Film Review: AGALMATOPHILIA (2018)


AGALMATOPHILIA **** USA 2018 Dir: Jared Masters, Brittany Ballantyne. 72 mins

A beguilingly strange, largely improvised Hollywood-set oddity, centered around director Jared Masters’ workaholic desk clerk, whose office space in this unspecified time frame is sparsely decorated with rotary phones, manual typewriters and old television sets. He’s an obsessive-compulsive paranoiac stimulated by numbers and taking sixteen different psychoactive, experimental drugs. His 728 page “Standardised Book for Secretaries” is put to good use when a mannequin (co-director Ballantyne, providing the voice while often simultaneously operating the camera) applies for a secretary job, promising she can bring realistic thought principles to the role.
Bedecked in flamboyant fashions and make-up, Masters makes for a fabulous misfit hero – and the movie, like the John Waters films that prove a prominent influence, has genuine affection for his assorted quirks, including very specific hand washing procedures. Ballantyne doubles up as Masters’ female client, a horny young woman having an affair with a jealous lamp (“You’re so uptight!”). The film’s deliberately over-extended individual scenes and various non-sequiturs echo THE GREASY STRANGLER, though it isn’t interested in the grosser, cruder indulgences of that equally loveable movie.

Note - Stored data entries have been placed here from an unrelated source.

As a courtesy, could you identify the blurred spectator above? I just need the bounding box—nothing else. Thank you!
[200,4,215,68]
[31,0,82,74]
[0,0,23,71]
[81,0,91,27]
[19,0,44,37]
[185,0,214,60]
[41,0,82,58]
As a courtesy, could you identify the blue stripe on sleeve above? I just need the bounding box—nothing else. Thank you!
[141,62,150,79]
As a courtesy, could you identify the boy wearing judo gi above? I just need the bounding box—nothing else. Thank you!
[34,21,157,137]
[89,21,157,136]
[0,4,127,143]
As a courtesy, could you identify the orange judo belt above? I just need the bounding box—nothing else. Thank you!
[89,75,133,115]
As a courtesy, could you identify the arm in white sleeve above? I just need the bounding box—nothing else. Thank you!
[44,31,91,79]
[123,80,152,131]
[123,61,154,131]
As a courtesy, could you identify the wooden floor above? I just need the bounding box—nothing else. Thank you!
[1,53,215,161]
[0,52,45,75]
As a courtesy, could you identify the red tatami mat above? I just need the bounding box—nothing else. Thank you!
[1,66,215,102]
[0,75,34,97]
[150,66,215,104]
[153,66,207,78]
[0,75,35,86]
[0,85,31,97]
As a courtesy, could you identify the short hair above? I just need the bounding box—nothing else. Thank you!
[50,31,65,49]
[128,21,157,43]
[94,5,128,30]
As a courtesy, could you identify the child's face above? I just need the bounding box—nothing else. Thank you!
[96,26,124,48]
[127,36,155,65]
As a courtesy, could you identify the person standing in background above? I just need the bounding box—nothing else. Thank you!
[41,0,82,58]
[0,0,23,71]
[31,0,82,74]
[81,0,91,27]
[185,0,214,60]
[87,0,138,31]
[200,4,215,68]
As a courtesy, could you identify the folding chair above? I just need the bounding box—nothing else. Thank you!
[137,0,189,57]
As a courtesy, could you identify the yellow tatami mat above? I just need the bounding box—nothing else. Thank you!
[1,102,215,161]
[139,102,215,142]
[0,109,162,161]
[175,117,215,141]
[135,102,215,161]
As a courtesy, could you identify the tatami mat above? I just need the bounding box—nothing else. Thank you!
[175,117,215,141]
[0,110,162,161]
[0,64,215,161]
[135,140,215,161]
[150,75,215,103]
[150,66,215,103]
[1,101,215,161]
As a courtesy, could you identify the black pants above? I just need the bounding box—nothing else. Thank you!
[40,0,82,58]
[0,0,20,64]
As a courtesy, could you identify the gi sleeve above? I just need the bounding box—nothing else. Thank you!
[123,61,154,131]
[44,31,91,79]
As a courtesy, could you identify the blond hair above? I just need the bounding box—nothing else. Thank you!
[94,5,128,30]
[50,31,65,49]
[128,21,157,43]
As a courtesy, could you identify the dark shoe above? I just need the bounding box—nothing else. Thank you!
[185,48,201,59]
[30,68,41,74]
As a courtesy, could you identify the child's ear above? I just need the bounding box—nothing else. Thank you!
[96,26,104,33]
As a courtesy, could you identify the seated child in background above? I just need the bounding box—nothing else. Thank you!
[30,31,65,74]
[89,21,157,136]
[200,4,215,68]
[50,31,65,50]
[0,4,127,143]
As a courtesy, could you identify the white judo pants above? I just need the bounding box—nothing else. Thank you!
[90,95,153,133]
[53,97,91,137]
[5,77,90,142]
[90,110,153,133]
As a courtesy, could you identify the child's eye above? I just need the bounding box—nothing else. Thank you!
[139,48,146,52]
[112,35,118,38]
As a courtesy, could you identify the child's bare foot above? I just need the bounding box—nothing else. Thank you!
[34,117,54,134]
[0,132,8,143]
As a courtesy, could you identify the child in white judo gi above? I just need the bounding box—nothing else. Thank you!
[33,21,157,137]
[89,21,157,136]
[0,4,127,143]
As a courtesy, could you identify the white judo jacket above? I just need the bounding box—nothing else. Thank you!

Instead, Masters and Ballantyne punctuate the oddball relationship stuff with disarming musical interludes, melding the stylings of Cole Porter with bands like Umbrella Jamboree via strangely touching songs containing appropriate refrains like “What does it all mean?” This movie also has cinema’s finest ever lamp-human sex scene and quote-worthy dialogue galore: “Look at us – we’re young professionals eating salads!”

Review by Steven West





1 comment:

  1. Wow, I really love this review. I also enjoyed this film, but your review made me appreciate the finer details even more ("Cinema's finest ever lamp-human sex scene")! I also Loved your references to John Waters, Cole Porter (sadly forgotten by many of the younger folks), and also "The Greasy Strangler." Now I'll have to go check out "The Greasy Strangler"! Thank you for your awesome and insightful review!